Zero tool-use hallucination

  NexusRaven-V2 GPT-3.5 Turbo GPT-4
# of tool-use hallucination cases 0 50 23
Table 1. NexusRaven-V2 attains 0 tool-use hallucination in 840 test cases. This is compared to 50 and 23 hallucination cases for GPT-3.5 turbo and GPT-4. Derived from Table 6 in [1].

Information seeking with technical tools

  NexusRaven-V2 GPT-4
Information Retrieval 68.22 46.22
Application Manipulation 47.33 42.89
Financial Transaction Processing 53.11 44.89
Real-Time Search 52.67 51.11
Average 55.33 46.28
Table 2. NexusRaven-V2 outperforms GPT-4 in information seeking applications using technical tools, on average across all noise perturbation levels. Operating these tools requires faithful attention to details. Derived from Table 19, 18, 16, 15 in [1].

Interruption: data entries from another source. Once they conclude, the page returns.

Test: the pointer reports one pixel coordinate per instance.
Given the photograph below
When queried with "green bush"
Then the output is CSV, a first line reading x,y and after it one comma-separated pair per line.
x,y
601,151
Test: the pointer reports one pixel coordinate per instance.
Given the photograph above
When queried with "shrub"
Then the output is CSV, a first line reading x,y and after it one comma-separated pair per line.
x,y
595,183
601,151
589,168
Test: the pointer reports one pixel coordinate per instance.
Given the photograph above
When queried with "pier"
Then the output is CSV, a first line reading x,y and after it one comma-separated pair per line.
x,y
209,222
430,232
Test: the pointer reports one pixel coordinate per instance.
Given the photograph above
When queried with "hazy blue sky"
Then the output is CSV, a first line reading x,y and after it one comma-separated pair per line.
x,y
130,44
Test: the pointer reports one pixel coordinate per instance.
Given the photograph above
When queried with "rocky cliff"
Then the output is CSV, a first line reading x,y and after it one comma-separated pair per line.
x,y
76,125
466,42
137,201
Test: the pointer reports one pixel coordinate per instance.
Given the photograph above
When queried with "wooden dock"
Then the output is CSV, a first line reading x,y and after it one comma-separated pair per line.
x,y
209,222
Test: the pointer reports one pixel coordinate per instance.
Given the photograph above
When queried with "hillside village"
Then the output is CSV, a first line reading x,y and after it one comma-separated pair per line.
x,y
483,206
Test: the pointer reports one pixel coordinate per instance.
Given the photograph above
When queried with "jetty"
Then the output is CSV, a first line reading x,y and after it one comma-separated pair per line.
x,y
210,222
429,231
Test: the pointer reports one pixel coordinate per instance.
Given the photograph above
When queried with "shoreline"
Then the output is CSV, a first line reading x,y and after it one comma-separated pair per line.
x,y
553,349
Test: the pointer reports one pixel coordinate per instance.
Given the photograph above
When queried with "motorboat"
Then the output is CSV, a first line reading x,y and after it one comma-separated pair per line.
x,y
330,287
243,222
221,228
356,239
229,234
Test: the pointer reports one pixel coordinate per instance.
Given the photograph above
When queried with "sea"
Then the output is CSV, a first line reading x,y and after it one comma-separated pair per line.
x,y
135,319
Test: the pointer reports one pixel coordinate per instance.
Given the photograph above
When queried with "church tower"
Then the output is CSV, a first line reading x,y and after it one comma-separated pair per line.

Cases requiring strong tool document comprehension

  NexusRaven-V2 GPT-4
Tool Selection 62.38 60.00
Parameter Identification 37.62 32.86
Content Filling 30.00 25.24
Average 43.33 39.36
Table 3. NexusRaven-V2 outperforms GPT-4 on the heavy noising level across all scenarios. Operating under heavy noise of the tools requires a strong understanding of the tool documentation, as the function names are perturbed. Derived from Table 2 in [1] by averaging heavy noising performance across Tool Selection, Parameter Identification, and Content Filling.